PS: As always, dialogue is welcome.

* Merriam-Webster's Collegiate Dictionary, 10th Ed. Springfield: Merriam-Webster, Incorporated, 2001. 108, 912

Thursday, March 22, 2012

A Thought on Linguistic Diversity and Classification

I have a tendency to believe linguistic diversity is also a sign of knowledge diversity and am very frustrated with attempts to globalize knowledge into one vast pot. I point to the impact of global mass communication content and technologies, the lack of allowing the "other" to truly be and the impact of the World's most widely used library classification system, Library of Congress Subject Headings. I am not taking a stance against The Library of Congress. I live in America and make use of their diverse resources regularly. Also, their main building is a work of architectural art. No, I question standardization of "knowledge" at the expense of diversity and questions. It seems to me that if we classify all the world's knowledge under one system (which is not the mission statement of the Library of Congress), then we have declared globally what everything in the world is "about." This action is accomplished by all kinds of groups around the world who write indexes to be LC compatible. But if those local knowledge resources and populations have to use another "aboutness" structure other than their own, have they not committed a kind of murder of their own knowledge system? Believe me, this is a bit scary.

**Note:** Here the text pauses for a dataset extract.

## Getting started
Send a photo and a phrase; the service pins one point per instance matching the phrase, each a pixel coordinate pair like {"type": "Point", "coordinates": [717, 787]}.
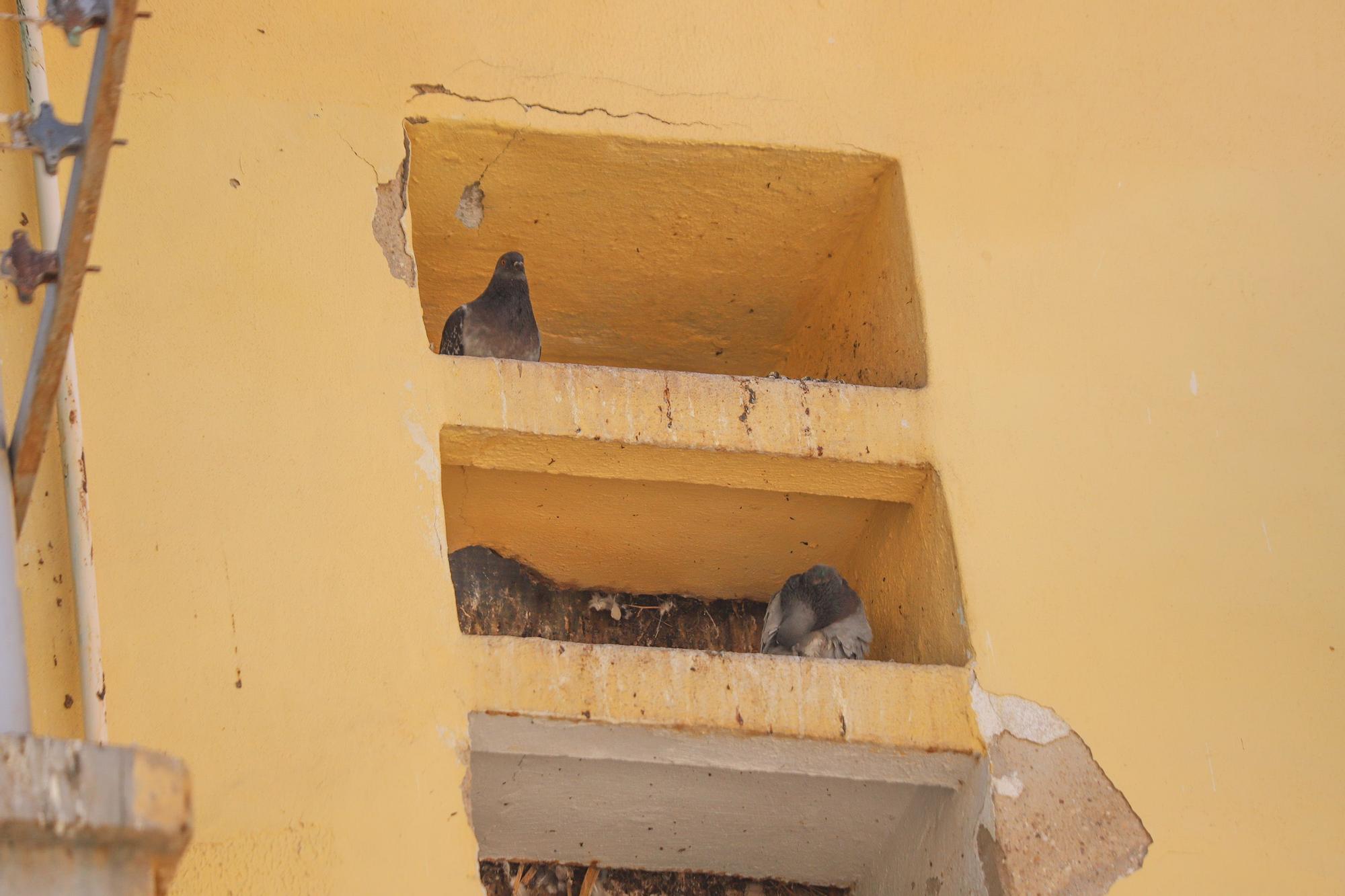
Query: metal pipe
{"type": "Point", "coordinates": [69, 419]}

I am not sure that we can separate "knowledge" from "questions." I note this point because it seems to me to state up-front what something is about has already annihilated many potential questions - and thus knowledge types. How can this tendency sit well with ongoing questioning? Somehow, I feel this happens because we are afraid of uncertainty. This is not an overshadowing fear in this context, but a fear nonetheless. Surely it is different for different people. But why should we be afraid of conflicting and disagreeable classifications in information organization?